General information
- Type: Autogyro
- National origin: United States
- Manufacturer: Little Wing Autogyros, Inc.
- Status: Production completed
- Number built: 3 (1998)

= Little Wing Roto-Pup =

American homebuilt gyroplane

The Little Wing Roto-Pup is an American autogyro that was designed and produced by Little Wing Autogyros, Inc. of Mayflower, Arkansas, introduced in the 1990s. Now out of production, when it was available the aircraft was supplied as a kit for amateur construction.

==Design and development==
The Roto-Pup was designed to comply with the US FAR 103 Ultralight Vehicles rules, including the category's maximum empty weight of 254 lb. The aircraft has a standard empty weight of 250 lb. It features a single main rotor, a single-seat open cockpit with a windshield and conventional landing gear without wheel pants. The acceptable power range is 45 to 70 hp and the standard engine used is a twin cylinder, air-cooled, two-stroke, single-ignition 45 hp 2si 460 engine in tractor configuration.

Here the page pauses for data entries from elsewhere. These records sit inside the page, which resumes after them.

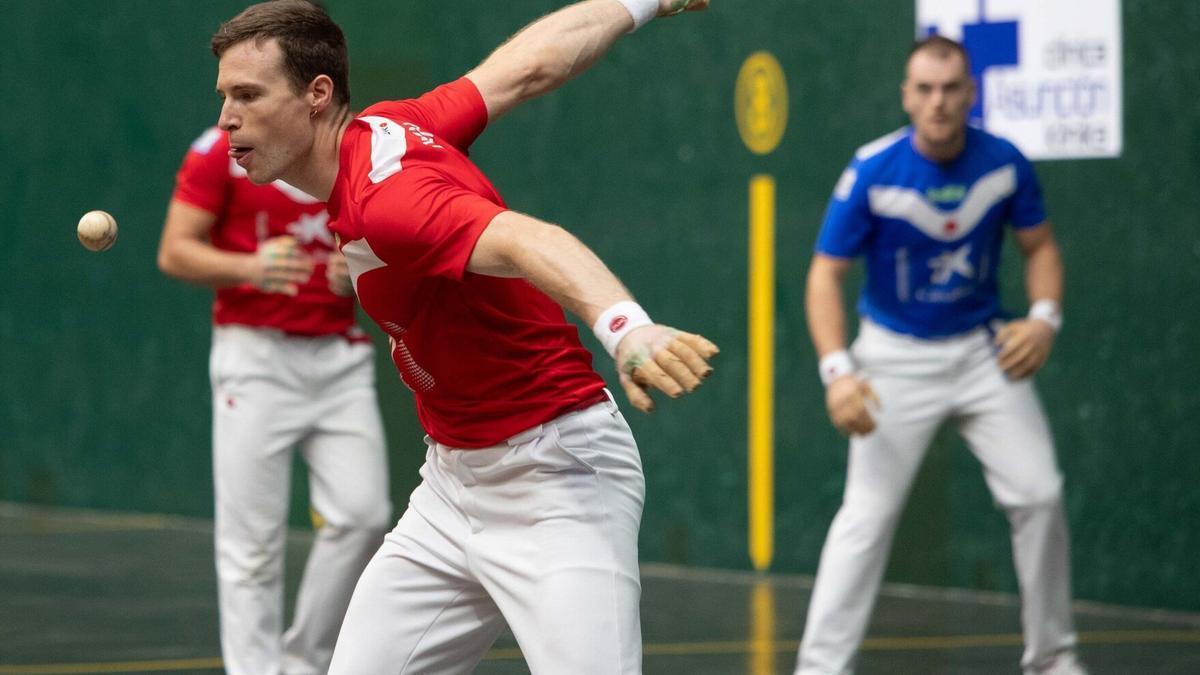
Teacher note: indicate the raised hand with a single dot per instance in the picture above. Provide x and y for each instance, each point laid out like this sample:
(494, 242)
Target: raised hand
(672, 7)
(281, 267)
(1024, 346)
(663, 358)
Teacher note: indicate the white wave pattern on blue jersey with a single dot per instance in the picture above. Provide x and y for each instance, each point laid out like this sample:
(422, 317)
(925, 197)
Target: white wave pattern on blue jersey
(931, 233)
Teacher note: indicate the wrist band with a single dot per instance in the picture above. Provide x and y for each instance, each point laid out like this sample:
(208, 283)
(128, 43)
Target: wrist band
(834, 365)
(618, 320)
(641, 10)
(1048, 311)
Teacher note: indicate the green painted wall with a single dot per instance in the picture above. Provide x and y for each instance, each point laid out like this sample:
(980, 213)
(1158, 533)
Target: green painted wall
(103, 392)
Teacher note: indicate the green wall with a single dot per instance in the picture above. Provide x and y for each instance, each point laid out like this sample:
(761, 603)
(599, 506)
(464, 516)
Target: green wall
(103, 390)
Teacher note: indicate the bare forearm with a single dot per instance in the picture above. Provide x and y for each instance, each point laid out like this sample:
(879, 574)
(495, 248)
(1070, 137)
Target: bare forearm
(199, 262)
(550, 258)
(823, 308)
(549, 52)
(1043, 273)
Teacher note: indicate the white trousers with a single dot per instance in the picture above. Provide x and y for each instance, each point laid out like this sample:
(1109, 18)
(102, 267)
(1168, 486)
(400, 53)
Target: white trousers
(274, 393)
(921, 383)
(540, 531)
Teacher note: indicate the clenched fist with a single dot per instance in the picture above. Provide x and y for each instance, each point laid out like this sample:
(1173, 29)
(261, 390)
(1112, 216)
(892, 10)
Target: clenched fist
(663, 358)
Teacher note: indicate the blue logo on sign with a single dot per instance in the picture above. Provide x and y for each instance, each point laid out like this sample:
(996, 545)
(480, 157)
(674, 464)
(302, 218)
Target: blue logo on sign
(988, 43)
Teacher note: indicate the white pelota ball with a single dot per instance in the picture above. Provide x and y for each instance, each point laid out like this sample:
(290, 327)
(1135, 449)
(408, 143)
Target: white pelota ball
(97, 231)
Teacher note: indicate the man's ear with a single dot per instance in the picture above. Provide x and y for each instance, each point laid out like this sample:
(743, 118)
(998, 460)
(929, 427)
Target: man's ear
(321, 94)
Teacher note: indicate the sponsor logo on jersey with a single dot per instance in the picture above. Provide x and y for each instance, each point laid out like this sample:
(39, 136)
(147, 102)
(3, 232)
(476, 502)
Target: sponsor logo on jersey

The aircraft fuselage is made from welded 4130 steel tubing and is based on the Preceptor Ultra Pup airframe. The airframe may be covered with dope and fabric or left uncovered. To meet the FAR 103 Ultralight Vehicles empty weight, the frame is required to be left uncovered, but this does not affect aircraft handling. The cockpit width is 24 in.

The Roto-Pup's two-bladed rotor has a diameter of 23 ft. The aircraft has a typical empty weight of 250 lb and a gross weight of 550 lb, giving a useful load of 300 lb. With full fuel of 5 u.s.gal the payload for the pilot and baggage is 270 lb.

The aircraft uses an unusual control system, common to all the Little Wing Autogyros and designed by David Kay in the early 1930s. It uses a mast that is fixed fore-and-aft, but which pivots laterally for banking the aircraft. Longitudinal control is achieved by an elevator and horizontal stabilizer system, designed to eliminate power-induced bunting "push-over" accidents.

The standard day, sea level, no wind, take off with a 45 hp engine is 200 ft and the landing roll is 50 ft.

The manufacturer estimated the construction time from the supplied kit as 200 hours.

==Operational history==
By 1998 the company reported that 13 kits had been sold and three aircraft were completed and flying.